5. And the Anonymous Nobody… (2016)

When De La Soul announced that they would release another album after a long hiatus, fans were obviously excited to see a comeback of one of hip hop’s most creative groups. In a genre that is arguably driven by young rappers, it’s difficult for seasoned rappers to be churning out hits consistently, but De La Soul proved that they are standard-bearers of modern rap, and they were ageing well. The album received favourable reviews from critics, with Exclaim! Calling it one of the most thrilling album releases of the year. The album featured guest artists such as 2 Chainz, Pete Rock, Snoop Dogg and many more. The track “Pain” sees the group team up with Snoop Dogg in an optimistic anthem that has a great hook and a sly groove. The album debuted at number 12 on the US Billboard 200 and was nominated for the 59th Grammy Awards for Best Rap Album.

4. Stakes Is High (1996)

In terms of subject matter and production, Stakes is High is considered the darkest De La Soul album of all time. Although it received favourable critical reviews, it wasn’t a commercial success. The album saw the group change their sound and style and was their first album that wasn’t produced by Prince Paul since they felt his production didn’t match the album’s mood. The album’s main themes were hip hop commercialisation and gangsta rap criticism. This would lead to conflict with Tupac, who retaliated with the song “Against All Odds”, which is contained in his posthumous album, The Don Killuminati: The 7 Day Theory. The album is also notable for making Mos Def a household name in the rap game.

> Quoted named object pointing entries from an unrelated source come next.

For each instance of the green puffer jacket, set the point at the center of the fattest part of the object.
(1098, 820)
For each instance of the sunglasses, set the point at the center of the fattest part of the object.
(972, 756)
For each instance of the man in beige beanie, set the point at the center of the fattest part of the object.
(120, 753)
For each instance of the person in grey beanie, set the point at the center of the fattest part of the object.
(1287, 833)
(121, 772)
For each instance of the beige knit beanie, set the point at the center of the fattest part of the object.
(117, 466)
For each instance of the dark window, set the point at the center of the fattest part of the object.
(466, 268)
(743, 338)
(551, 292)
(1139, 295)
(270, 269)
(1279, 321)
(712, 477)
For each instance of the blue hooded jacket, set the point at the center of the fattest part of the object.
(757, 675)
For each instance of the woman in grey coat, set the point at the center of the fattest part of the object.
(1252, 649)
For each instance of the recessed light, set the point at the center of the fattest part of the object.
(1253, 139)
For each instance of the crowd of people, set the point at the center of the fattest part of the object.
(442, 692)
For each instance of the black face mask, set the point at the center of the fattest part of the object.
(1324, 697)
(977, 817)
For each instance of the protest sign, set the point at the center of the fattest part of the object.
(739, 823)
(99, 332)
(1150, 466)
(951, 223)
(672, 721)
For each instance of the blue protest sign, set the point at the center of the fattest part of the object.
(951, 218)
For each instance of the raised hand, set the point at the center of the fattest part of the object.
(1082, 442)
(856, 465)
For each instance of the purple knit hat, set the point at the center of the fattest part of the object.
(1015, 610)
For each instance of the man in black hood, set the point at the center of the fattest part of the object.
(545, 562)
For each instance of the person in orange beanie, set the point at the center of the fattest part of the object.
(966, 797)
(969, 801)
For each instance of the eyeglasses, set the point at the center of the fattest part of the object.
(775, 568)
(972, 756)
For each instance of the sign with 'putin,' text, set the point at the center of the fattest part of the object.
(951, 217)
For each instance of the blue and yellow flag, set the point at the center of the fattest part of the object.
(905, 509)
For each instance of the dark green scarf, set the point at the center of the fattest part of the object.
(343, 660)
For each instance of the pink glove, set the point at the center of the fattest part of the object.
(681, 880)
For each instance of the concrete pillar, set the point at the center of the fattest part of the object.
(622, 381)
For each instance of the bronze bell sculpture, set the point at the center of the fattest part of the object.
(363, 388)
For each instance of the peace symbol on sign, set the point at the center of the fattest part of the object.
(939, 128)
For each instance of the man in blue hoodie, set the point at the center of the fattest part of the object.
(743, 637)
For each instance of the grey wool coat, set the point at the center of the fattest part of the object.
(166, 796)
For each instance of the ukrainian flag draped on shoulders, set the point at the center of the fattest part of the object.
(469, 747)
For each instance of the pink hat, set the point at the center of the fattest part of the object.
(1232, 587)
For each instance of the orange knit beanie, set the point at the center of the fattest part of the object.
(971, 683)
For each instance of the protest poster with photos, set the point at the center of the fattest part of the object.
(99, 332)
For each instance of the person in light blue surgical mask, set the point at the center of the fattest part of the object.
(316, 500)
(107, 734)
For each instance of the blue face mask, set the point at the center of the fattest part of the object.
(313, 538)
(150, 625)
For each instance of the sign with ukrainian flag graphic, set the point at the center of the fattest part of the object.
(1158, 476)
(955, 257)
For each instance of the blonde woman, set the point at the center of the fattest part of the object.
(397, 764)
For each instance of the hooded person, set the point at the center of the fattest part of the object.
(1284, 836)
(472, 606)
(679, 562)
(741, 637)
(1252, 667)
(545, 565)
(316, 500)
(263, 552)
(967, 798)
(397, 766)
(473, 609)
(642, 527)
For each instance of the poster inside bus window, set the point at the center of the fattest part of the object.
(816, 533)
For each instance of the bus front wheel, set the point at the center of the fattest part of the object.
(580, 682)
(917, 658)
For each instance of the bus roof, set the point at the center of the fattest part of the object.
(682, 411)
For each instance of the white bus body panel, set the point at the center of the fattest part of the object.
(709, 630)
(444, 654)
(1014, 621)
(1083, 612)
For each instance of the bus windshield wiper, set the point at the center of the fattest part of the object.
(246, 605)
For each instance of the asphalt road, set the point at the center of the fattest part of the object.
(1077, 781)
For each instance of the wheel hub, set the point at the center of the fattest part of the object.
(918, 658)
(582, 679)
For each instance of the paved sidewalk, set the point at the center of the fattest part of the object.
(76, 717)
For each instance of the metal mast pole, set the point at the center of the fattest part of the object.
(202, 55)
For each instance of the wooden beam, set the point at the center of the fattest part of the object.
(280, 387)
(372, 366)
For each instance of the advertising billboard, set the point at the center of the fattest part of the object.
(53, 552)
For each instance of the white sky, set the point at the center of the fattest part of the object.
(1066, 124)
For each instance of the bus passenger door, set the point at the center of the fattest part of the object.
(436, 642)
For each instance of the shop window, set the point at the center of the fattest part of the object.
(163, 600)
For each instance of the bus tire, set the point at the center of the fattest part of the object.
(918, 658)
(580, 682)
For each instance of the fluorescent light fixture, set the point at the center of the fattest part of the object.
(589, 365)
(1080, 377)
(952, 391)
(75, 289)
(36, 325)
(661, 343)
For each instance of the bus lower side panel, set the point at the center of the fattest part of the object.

3. Buhloone Mindstate (1993)

Judging by the lyrics, De La Soul were not in a perfect place when they released this album. With the group being increasingly troubled about their situation with Tommy Boy, and the fact that the Native Tongues was on the verge of collapse, Buhloone Mindstate was not a happy album. Compared to their previous albums, this album was quite short, although it seemed to have more purpose. In a list published by Rolling Stone in 2005, Chris Rock named it the 10th greatest hip hop album of all time.

2. 3 Feet High and Rising (1989)

Coming in at number two in our ranking of all De La Soul albums is their debut album, 3 Feet High and Rising, which is widely acknowledged as a classic. At the time of its release, the album was like no other, with the group showing that it was okay to be different in hip hop. What is most impressive about this album is its production which was done by Prince Paul. The album’s title was inspired by one of Johnny Cash’s early songs, while most samples used in the album were from relatively unknown music from the likes of Steely Dan and Liberace. In a review of the album by Q-Magazine, Macy Gray described the album as one of the best in the last 15 years and compared De La Soul to The Beatles.

1. De La Soul is Dead (1991)

Very few artists can claim masterpiece status for their first two albums, and De La Soul are one of those. De La Soul is Dead is the group’s second studio album and one of the first albums to receive a perfect rating by The Source. Although many people cite 3 Feet High and Rising as their best album, I have always considered this album to be their greatest. The album mainly talked about issues such as mortality, rape and the pressure that comes from previous success. The album peaked at number 26 on the US Billboard 200 and ranked #228 on Rolling Stones’ list of 500 Greatest Albums of All Time.